Four days ago I was sailing on the Atlantic Ocean.

For real.

My mother-in-law and her husband are sailors. They like it so much that ten years ago they sold their perfectly respectable house in a perfectly respectable North Side neighborhood in a very nice Midwestern mid-sized city, and bought a 37-foot catamaran on which to live. They put some of their furniture in storage (his Argentine family heirlooms, and her mother's breakfront), got rid of a lot of the rest of it, sold us their van (we're still driving it) and moved onto a boat. When it was no longer fun for them, they bought a condo in Florida, sold the big boat, went in on a one-third share of a smaller boat, and now they do short sails, like taking 'the kids' out for a day on the open sea.

Part of the deal they make: you must listen to the water-safety spiel, and you must at least attempt to operate the tiller. "Operating the tiller", gentle reader, is codeword for "decide if the boat tips over or not."

I watched while Wondergirl and my Other Equal Half operated the tiller.
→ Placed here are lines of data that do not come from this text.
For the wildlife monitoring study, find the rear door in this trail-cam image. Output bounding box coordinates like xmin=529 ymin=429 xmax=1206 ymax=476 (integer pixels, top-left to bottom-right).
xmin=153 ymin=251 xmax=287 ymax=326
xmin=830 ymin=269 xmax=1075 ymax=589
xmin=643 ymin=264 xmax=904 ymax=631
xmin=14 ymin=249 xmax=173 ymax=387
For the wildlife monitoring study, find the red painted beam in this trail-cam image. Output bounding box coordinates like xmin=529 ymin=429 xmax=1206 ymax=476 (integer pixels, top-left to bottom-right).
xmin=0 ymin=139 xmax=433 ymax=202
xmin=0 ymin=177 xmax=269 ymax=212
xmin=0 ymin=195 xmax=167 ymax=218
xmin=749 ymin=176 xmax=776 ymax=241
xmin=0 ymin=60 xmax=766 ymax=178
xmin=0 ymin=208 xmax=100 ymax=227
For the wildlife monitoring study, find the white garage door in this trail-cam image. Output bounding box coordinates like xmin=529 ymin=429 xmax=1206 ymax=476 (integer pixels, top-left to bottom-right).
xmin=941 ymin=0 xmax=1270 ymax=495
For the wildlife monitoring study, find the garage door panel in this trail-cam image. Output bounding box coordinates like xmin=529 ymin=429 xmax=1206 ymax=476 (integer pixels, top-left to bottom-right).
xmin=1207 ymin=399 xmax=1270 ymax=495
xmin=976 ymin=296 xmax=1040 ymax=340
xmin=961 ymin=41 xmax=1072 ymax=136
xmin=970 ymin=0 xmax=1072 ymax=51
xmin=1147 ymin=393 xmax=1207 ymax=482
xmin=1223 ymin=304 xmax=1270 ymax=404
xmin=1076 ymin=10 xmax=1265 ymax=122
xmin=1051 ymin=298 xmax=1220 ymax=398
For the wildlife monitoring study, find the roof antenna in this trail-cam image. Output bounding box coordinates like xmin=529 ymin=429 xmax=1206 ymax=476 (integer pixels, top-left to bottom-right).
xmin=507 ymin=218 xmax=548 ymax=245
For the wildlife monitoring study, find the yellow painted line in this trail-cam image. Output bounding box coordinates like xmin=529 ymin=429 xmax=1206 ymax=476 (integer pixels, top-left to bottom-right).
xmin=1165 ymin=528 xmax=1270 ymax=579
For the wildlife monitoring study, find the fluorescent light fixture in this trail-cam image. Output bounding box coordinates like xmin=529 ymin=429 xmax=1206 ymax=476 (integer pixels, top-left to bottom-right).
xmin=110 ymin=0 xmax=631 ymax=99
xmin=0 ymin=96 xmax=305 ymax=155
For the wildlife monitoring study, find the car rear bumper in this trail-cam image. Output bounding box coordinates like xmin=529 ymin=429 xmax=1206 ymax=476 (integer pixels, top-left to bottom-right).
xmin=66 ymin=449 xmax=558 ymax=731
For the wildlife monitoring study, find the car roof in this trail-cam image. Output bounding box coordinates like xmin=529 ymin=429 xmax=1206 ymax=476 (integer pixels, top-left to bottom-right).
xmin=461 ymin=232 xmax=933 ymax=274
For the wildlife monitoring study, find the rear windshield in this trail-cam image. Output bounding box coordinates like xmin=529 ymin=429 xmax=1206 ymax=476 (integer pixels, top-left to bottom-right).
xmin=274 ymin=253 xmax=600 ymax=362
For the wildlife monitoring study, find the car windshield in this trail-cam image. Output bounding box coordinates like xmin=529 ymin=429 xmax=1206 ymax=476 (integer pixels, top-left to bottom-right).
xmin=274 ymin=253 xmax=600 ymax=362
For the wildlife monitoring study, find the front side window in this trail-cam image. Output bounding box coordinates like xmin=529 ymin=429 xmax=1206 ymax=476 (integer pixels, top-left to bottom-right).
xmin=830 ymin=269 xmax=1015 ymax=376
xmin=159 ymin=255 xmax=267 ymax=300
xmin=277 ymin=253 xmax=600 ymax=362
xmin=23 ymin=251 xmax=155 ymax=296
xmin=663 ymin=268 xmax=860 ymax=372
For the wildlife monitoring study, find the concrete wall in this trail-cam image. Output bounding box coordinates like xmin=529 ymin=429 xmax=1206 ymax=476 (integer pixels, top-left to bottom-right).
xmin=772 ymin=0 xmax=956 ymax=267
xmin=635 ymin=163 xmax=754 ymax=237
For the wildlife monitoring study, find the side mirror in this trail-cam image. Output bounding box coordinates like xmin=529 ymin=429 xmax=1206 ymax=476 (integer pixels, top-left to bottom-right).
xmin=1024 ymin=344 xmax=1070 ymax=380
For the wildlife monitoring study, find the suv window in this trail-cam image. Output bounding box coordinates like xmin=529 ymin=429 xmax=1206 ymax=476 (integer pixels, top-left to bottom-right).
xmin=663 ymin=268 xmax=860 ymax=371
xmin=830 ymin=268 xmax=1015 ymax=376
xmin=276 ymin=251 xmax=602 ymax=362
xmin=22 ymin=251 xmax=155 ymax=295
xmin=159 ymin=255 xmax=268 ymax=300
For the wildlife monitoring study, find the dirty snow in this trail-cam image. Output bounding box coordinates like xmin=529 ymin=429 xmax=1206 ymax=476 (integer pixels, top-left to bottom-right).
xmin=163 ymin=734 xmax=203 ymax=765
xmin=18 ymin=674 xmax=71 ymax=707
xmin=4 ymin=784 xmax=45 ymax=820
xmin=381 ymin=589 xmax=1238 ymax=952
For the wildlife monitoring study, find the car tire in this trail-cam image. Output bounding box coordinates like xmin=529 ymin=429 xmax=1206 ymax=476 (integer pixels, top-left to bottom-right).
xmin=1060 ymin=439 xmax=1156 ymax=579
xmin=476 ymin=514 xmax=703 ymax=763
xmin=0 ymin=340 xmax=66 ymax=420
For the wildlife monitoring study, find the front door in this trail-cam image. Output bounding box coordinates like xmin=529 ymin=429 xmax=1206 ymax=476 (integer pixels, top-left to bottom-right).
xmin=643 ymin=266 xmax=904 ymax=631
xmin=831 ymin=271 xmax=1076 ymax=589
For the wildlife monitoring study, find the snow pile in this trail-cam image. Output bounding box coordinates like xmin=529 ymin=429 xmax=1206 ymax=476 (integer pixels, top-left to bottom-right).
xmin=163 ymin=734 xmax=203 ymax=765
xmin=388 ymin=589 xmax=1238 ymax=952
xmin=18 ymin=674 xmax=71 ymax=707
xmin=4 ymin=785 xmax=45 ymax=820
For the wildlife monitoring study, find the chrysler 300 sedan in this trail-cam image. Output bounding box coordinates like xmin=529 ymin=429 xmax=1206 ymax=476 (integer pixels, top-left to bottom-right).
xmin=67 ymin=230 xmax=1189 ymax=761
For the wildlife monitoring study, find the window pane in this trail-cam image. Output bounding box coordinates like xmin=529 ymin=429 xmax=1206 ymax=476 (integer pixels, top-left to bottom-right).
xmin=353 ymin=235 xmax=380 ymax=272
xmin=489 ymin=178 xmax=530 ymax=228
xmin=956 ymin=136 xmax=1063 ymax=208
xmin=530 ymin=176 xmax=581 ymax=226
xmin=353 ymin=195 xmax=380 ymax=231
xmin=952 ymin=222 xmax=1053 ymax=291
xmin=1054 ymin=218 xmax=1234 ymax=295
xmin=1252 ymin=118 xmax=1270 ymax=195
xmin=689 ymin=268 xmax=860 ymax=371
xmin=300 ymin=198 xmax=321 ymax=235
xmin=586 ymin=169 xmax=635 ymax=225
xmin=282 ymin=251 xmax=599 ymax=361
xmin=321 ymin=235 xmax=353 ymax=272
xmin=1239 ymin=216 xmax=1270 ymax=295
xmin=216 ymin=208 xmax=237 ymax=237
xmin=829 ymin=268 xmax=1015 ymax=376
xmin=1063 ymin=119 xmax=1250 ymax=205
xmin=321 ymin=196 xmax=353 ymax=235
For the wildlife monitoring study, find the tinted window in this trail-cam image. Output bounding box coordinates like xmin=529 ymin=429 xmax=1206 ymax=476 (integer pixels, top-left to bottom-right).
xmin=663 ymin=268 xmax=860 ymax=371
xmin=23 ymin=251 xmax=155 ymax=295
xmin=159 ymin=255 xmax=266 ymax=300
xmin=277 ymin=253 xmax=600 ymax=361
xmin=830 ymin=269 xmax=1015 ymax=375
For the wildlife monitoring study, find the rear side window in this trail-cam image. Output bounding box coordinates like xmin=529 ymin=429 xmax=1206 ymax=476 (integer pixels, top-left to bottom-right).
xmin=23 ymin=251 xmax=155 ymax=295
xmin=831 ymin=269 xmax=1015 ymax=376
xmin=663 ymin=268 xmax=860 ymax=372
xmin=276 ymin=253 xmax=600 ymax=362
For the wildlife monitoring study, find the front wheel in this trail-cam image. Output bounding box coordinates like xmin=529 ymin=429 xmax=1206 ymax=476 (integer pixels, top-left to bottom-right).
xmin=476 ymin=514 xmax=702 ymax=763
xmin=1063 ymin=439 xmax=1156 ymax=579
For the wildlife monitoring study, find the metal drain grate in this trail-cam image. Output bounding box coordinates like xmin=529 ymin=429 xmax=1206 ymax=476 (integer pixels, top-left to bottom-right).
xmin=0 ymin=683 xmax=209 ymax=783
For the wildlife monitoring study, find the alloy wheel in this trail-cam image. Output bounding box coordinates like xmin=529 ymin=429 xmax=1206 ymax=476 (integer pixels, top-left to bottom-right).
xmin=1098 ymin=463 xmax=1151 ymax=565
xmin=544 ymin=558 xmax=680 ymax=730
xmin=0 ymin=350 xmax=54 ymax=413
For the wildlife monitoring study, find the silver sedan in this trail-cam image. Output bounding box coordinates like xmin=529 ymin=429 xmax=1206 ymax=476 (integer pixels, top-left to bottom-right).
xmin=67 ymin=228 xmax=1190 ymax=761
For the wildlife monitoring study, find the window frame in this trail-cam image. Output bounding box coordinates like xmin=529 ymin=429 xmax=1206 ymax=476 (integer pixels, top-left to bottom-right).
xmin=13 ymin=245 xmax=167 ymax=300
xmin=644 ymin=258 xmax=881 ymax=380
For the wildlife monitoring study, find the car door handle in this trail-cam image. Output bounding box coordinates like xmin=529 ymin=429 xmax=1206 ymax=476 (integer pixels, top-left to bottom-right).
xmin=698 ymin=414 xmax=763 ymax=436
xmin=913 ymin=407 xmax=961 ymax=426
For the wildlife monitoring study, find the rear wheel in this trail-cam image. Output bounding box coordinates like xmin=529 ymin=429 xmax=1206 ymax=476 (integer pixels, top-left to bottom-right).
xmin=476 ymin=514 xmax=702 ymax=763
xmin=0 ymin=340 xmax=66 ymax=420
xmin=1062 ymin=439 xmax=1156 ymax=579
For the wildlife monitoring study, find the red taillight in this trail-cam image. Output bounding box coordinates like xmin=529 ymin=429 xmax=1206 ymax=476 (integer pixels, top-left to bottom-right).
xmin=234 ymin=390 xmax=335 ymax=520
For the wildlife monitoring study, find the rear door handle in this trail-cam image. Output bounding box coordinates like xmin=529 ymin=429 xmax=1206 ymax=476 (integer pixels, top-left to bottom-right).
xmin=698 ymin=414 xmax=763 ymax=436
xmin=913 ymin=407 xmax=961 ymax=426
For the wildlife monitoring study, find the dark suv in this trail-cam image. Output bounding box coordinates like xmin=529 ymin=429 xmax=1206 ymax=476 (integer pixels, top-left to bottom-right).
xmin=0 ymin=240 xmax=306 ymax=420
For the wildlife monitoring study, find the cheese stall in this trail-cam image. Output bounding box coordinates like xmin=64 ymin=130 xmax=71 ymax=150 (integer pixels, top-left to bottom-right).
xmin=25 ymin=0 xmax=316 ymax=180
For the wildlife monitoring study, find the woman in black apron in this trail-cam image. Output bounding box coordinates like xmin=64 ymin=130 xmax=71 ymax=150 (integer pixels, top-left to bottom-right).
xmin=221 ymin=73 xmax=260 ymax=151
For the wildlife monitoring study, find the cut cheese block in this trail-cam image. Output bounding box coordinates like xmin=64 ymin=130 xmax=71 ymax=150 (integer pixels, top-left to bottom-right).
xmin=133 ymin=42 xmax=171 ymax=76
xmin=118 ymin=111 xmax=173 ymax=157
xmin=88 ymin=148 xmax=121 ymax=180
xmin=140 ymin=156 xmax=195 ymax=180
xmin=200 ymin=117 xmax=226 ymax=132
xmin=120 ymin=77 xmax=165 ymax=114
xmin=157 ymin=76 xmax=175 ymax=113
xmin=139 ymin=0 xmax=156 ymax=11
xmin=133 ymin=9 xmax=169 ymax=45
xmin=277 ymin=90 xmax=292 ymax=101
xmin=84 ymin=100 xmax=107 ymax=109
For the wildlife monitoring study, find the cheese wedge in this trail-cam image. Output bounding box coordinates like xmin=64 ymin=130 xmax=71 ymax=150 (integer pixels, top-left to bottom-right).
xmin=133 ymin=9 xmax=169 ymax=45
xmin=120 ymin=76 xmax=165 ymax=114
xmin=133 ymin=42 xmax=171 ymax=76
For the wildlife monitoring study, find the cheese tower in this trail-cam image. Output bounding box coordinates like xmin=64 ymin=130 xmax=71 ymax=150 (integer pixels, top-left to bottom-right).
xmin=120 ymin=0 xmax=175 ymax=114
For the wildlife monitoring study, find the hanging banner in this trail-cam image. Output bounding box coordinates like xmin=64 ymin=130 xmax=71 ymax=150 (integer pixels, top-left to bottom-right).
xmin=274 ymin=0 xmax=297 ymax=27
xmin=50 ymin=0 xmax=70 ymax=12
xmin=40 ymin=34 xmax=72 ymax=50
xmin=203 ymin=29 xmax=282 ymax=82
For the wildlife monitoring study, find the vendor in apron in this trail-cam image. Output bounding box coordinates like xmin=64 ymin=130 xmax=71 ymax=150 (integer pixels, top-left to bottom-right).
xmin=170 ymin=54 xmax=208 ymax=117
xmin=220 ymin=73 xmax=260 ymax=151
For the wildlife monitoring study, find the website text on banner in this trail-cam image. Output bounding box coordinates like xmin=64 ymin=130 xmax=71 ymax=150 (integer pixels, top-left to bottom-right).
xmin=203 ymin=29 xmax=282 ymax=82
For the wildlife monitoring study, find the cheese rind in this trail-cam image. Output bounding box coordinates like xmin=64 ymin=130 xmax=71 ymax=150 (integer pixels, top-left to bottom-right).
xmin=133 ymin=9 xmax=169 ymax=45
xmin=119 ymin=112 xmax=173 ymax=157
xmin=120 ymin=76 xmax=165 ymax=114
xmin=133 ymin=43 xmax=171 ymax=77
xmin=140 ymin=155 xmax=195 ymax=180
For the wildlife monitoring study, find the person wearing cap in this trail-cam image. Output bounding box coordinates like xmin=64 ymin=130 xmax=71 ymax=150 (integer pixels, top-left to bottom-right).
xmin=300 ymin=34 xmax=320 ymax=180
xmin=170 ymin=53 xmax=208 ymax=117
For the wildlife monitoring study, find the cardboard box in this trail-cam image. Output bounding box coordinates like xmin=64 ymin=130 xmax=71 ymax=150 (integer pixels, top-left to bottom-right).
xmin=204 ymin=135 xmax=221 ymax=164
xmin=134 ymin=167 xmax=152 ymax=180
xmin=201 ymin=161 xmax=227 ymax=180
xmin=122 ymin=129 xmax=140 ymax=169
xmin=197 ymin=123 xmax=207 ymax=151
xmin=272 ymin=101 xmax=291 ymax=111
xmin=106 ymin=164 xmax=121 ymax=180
As an artist and an engineer, respectively, they were very good at it. She could conceptionalize the subtlties in the way the jib-jenny billowed, and how that translated to moving the tiller arm. She could feel the tension, and responded to it absolutely spot-on nearly every time. He understands physics; plus, as an added bonus, he's just plain good at just about everything he tries.

I waited, hoping that my MIL would somehow forget that I was even on the boat (not a completely unreasonable expectation). Finally MIL's husband announced "cheesehead's turn!" I was able to understand what to look for, which way to turn the tiller arm (opposite the way a first impulse tells you to), and was somewhat not hating the feeling of all that power in my hands.

Then a sudden gust blew up, which I was not anticipating, and I got confused, moving in the totally wrong direction. The rails on a sailboat are quite literally the outermost metal railing that run around the deck. To 'bury the rail' is to tip the boat so far over that the rail is underwater. It's a thing that most sailors do at least once, and many do just for fun--just to see how well they can recover.

It was not fun for me. It was scary, but I recovered in time to not flatten the darn thing. Nobody got seriously wet. And later, after we were heading back to harbor I realized that it really had been quite a rush to get that close to real danger, and to recover.

My faithful readers might be thinking, "How is she going to preach that?" (I'm looking at you, Rach.) But for today it is just a really good sailing story, and a sweet, sweet memory.